Onde os caminhos se separam
O ponto de divergência entre o Brexit e Trump reside, em parte, na diferença fundamental dos respectivos cenários políticos. A convocatória de um plebiscito para determinar a permanência na União Europeia por parte de um governo britânico com uma maioria ampla no Parlamento não corresponde, de fato, com a ocorrência regular de eleições para o líder de outro país. David Cameron convocou o plebiscito na busca de consolidação política em casa e legitimação em Bruxelas, onde a sua posição de barganha se viu bastante reduzida por erros políticos na escala europeia.

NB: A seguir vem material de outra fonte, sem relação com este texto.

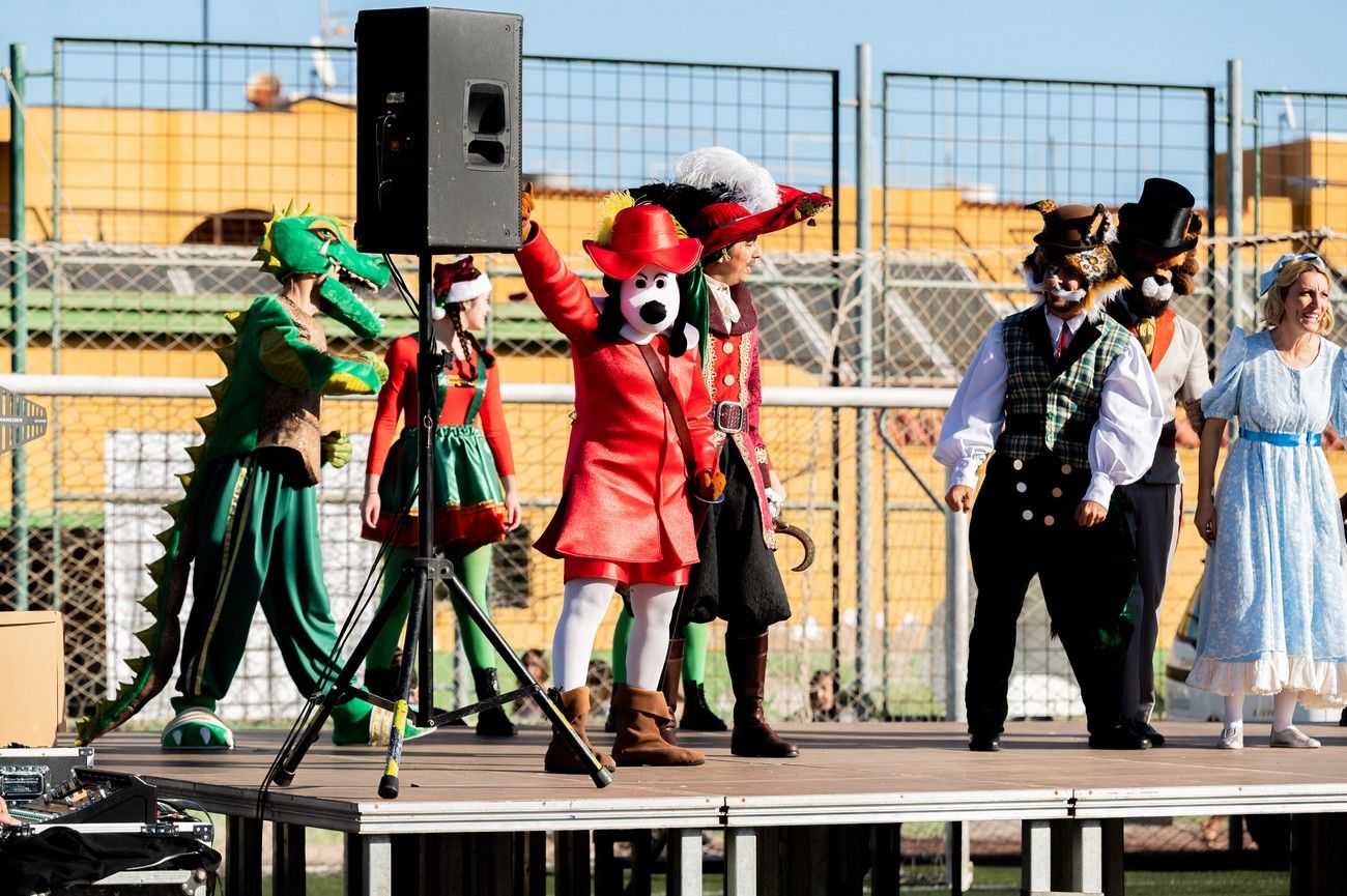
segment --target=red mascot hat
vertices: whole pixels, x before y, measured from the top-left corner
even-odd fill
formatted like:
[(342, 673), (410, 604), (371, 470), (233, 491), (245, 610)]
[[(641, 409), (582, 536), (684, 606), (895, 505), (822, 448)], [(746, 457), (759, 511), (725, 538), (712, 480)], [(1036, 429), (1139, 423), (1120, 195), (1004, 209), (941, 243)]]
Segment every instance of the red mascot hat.
[(702, 257), (702, 243), (679, 238), (674, 216), (657, 205), (633, 205), (613, 218), (613, 237), (606, 245), (585, 240), (594, 265), (614, 280), (629, 280), (647, 264), (672, 274), (686, 274)]

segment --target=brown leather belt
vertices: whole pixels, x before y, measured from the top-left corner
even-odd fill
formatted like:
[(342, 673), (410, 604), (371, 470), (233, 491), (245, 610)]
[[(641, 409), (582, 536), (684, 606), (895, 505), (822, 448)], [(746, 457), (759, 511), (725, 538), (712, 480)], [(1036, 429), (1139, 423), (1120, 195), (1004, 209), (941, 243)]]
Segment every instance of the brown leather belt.
[(711, 420), (721, 433), (742, 433), (748, 416), (748, 406), (744, 402), (717, 402), (711, 407)]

O grande erro de Clinton foi de subestimar a importância do mapa eleitoral
O grande erro de Cameron foi subestimar a apatia e fricção com a União Europeia que têm os ingleses mais velhos. Esses mesmos que mais tendem a votar e que viveram todo o trajeto do encaixe difícil do Reino Unido na União Europeia. Comparamos isso com o fato de Donald Trump perder em torno de 3 milhões de votos contra Hillary Clinton no voto popular, deixando dúvidas sobre a legitimidade do seu mandato—senão em boa parte do sistema eleitoral que o permitiu ganhar apesar da discrepância. O grande erro de Clinton foi de subestimar a importância do mapa eleitoral.
A fricção entre o Reino Unido e a União Europeia sempre foi bem conhecida e levou a UE a ceder vários estatutos privilegiados para a nação com respeito à contribuição orçamental, à pertinência na zona da moeda única e mais. Já Trump representa a culminação de anos de retórico extremo normalizado por fações do Partido Republicano e a imprensa conservadora dos Estados Unidos, principalmente no seu jogo de obstinação contra tudo que tinha a ver com o presidente Barack Obama.

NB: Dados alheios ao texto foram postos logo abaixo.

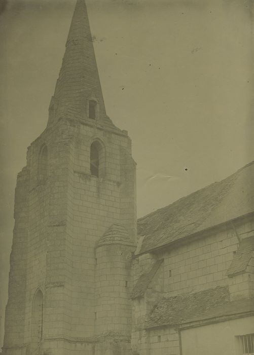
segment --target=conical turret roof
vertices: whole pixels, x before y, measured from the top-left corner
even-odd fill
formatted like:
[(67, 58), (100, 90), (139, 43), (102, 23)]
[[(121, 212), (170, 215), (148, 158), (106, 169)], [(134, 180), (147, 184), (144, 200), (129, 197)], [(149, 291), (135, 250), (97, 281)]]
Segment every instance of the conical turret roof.
[(121, 224), (114, 223), (106, 231), (99, 239), (97, 246), (106, 244), (124, 244), (132, 245), (128, 232)]

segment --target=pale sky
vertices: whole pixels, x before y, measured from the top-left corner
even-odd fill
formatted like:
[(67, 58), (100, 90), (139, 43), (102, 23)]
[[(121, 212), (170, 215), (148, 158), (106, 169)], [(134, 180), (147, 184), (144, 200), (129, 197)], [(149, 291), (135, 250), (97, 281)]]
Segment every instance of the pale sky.
[[(9, 0), (0, 15), (1, 344), (16, 175), (46, 127), (75, 3)], [(138, 217), (254, 160), (252, 0), (87, 5), (107, 115), (132, 139)]]

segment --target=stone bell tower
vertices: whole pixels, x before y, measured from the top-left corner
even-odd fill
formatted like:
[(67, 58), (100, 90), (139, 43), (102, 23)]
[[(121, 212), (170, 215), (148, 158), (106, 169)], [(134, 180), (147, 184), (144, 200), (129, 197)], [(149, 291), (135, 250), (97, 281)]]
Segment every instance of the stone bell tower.
[(84, 0), (14, 217), (4, 353), (130, 354), (135, 164), (106, 114)]

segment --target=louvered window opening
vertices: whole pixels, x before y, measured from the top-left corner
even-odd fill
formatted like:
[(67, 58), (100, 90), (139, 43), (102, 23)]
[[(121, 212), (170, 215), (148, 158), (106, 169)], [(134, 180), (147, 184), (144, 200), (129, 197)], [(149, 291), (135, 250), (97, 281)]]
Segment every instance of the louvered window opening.
[(241, 355), (254, 355), (254, 334), (239, 337)]

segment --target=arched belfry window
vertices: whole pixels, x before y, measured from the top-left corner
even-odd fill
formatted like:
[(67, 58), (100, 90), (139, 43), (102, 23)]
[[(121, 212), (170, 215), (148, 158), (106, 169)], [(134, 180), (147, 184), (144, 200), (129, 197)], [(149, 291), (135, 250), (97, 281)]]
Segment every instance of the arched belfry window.
[(45, 180), (48, 175), (48, 148), (43, 146), (39, 154), (38, 178)]
[(105, 175), (105, 152), (101, 144), (95, 140), (90, 148), (91, 174), (97, 178), (103, 178)]
[(32, 309), (31, 342), (33, 348), (40, 346), (43, 336), (43, 295), (38, 290), (33, 298)]
[(98, 104), (95, 100), (89, 100), (88, 103), (88, 117), (92, 120), (97, 118)]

O motivo principal de votar pela saída do Reino Unido da União Europeia era uma nostalgia por tempos de maior relevância na escala mundial, acertado por uma margem ampla. O motivo principal de votar em Trump era uma crença na sua vangloriosa retórica xenófoba, racista, misógina e nacionalista como solução fácil para problemas locais que nada têm a ver—um elixir acertado por margens estreitíssimas nos lugares certos.
As coincidências entre eles são muitas, mas melhor evitarmos tratá-las como se fossem exatamente o mesmo fenômeno.